Amette et Marsé ont emprunté à un genre policé de quoi pervertir la lecture. Ces deux romans stimulent, l’un par sa surconformité initiale, l’autre par sa non-conformité manifeste, l’image du modèle, en tant qu’archétype de la littérature d’accès à la connaissance, point extrême de la prétention à dire la vérité et donner du sens par un récit qui remonte méticuleusement et scientifiquement à l’origine. La structure du roman policier est dès lors indispensable, comme le constate Yves Reuter :
‘ « Cela expliquerait la prolifération d’oeuvres littéraires inscrivant une trame policière en leur sein. Le roman policier serait d’autant plus intéressant qu’il permet d’interroger la lecture elle-même, mise en abyme dans la fiction policière sur le mode obligé de la (re)construction du sens à partir d’indices disséminés. La perte de sens postulée par certains écrivains s’avère d’autant mieux marquée qu’elle se produit dans un modèle générique exacerbant la quête de sens 539 . » ’Dès lors, dans le renversement même de ce modèle se trouve l’idée que se font nos auteurs de la littérature ; comme Robbe-Grillet, ils privilégient ainsi « la dissémination du sens 540 », et par là même, leur oeuvre se pérennise : le lecteur peut avoir envie de relire Boulevard du Guinardo pour comprendre comment il a divergé et a pu se laisser surprendre, quels sont les indices qui lui ont échappé grâce à la stratégie auctoriale, et ce faisant, il accédera sans doute au sens métaphorique, à la parabole du texte ; cette relecture peut se faire également de mémoire, à partir du choc de la fin, qui laisse le lecteur rêveur et lui délègue le soin d’y voir clair en prenant la place de l’inspecteur récalcitrant.
Mais c’est surtout Amette, qui, dans son roman, établit une stratégie tellement destructrice par la confrontation entre le générique et l’innommable, qu’il interdit à son lecteur toute lecture « pragmatique » ou « quasi-pragmatique », tout simplement parce que son texte ne se laisse pas comprendre. Le lecteur doit reprendre le texte en se laissant cette fois guider par lui pour retrouver sa propre construction textuelle (puisque la construction induite par le lecteur a échoué), c’est-à-dire passer d’une « lecture centrifuge » à une « lecture centripète » d’après les termes de Karlheinz Stierle, et revenir à l’aspect fictionnel du texte.
Amette, finalement, pose la question de la frontière lisible/illisible, référentiel/non-référentiel.

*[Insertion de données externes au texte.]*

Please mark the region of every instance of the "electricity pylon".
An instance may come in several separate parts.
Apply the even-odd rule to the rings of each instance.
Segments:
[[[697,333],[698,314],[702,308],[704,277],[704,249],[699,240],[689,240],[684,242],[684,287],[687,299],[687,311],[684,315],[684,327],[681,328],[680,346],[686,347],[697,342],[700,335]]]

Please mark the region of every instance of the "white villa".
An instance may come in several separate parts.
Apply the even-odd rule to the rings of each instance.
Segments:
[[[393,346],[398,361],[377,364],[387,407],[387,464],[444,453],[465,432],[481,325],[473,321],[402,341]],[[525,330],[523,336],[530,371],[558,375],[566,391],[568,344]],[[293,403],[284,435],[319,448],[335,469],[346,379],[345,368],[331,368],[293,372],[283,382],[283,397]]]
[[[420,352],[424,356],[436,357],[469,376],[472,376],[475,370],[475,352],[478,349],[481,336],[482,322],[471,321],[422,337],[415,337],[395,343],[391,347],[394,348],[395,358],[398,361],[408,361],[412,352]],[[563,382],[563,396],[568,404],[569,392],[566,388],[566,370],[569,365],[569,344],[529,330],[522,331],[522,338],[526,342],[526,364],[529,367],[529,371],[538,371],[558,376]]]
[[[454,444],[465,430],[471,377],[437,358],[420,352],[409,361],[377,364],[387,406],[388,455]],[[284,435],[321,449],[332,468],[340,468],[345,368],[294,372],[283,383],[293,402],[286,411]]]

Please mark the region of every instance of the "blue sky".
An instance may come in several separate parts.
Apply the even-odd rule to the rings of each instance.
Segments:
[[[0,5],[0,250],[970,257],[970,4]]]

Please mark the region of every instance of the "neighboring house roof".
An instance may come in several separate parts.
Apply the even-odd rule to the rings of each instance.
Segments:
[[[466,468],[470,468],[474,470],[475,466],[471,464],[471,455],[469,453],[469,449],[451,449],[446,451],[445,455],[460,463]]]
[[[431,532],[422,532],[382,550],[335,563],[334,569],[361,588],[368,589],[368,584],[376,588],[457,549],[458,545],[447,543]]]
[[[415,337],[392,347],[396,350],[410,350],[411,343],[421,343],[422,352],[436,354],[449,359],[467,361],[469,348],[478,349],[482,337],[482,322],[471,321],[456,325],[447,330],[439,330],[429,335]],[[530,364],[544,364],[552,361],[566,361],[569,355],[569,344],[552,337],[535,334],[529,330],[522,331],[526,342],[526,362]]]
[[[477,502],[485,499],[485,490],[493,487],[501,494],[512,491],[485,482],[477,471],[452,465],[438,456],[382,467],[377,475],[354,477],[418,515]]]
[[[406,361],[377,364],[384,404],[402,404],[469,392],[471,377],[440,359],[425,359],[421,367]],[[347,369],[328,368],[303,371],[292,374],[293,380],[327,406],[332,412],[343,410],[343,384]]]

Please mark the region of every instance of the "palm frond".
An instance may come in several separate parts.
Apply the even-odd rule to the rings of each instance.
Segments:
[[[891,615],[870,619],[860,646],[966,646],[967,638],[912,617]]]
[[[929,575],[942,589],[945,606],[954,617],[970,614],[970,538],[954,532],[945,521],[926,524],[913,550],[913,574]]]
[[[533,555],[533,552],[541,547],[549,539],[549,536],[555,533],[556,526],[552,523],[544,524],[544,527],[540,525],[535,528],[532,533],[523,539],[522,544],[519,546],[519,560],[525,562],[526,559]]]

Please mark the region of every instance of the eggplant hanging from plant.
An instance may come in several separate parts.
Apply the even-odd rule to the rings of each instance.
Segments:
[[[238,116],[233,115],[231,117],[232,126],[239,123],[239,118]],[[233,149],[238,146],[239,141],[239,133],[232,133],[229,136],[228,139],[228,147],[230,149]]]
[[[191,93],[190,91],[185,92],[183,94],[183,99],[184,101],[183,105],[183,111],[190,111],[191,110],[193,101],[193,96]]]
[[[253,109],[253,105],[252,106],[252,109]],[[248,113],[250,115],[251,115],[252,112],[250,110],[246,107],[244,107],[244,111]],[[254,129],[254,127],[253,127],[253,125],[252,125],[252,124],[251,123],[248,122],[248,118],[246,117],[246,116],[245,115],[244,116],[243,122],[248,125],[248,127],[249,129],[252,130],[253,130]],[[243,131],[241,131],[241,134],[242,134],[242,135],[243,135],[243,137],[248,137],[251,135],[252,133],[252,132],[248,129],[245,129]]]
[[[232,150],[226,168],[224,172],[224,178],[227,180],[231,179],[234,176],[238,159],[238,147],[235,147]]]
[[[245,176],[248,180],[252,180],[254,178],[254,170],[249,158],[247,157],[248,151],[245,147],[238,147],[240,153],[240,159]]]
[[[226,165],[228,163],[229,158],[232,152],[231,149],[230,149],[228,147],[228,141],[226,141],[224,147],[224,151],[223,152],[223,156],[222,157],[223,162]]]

Si on adopte le point de vue de Roland Barthes, on peut dire qu’Enquête d’hiver éclaire alors en un seul roman l’opposition littérature/écriture : l’itinéraire programmé fait passer le texte du lisible à l’illisible, de la littérature à l’écriture, et la frontière entre les deux est ici une frontière du récit, à géographie variable. Il est en effet difficile de préciser à quel moment on passe de l’un à l’autre, dans le courant de la deuxième partie. En effet, la frontière sera déterminée par le lecteur lui-même, par le temps qu’il va mettre à céder au texte, à renoncer à ses stratégies et à ses grilles toutes faites. Imaginant d’abord avoir affaire à un polar pessimiste et sans illusion comme on en voit beaucoup (avec l’identification classique entre le détective et la victime), il est ensuite déconcerté par le fait qu’aucun chapitre ne semble se clore sur une avancée, sur une réponse partielle, que l’on stagne, alors même que la partie droite du livre entre nos mains s’amenuise de plus en plus et qu’on approche de la fin541.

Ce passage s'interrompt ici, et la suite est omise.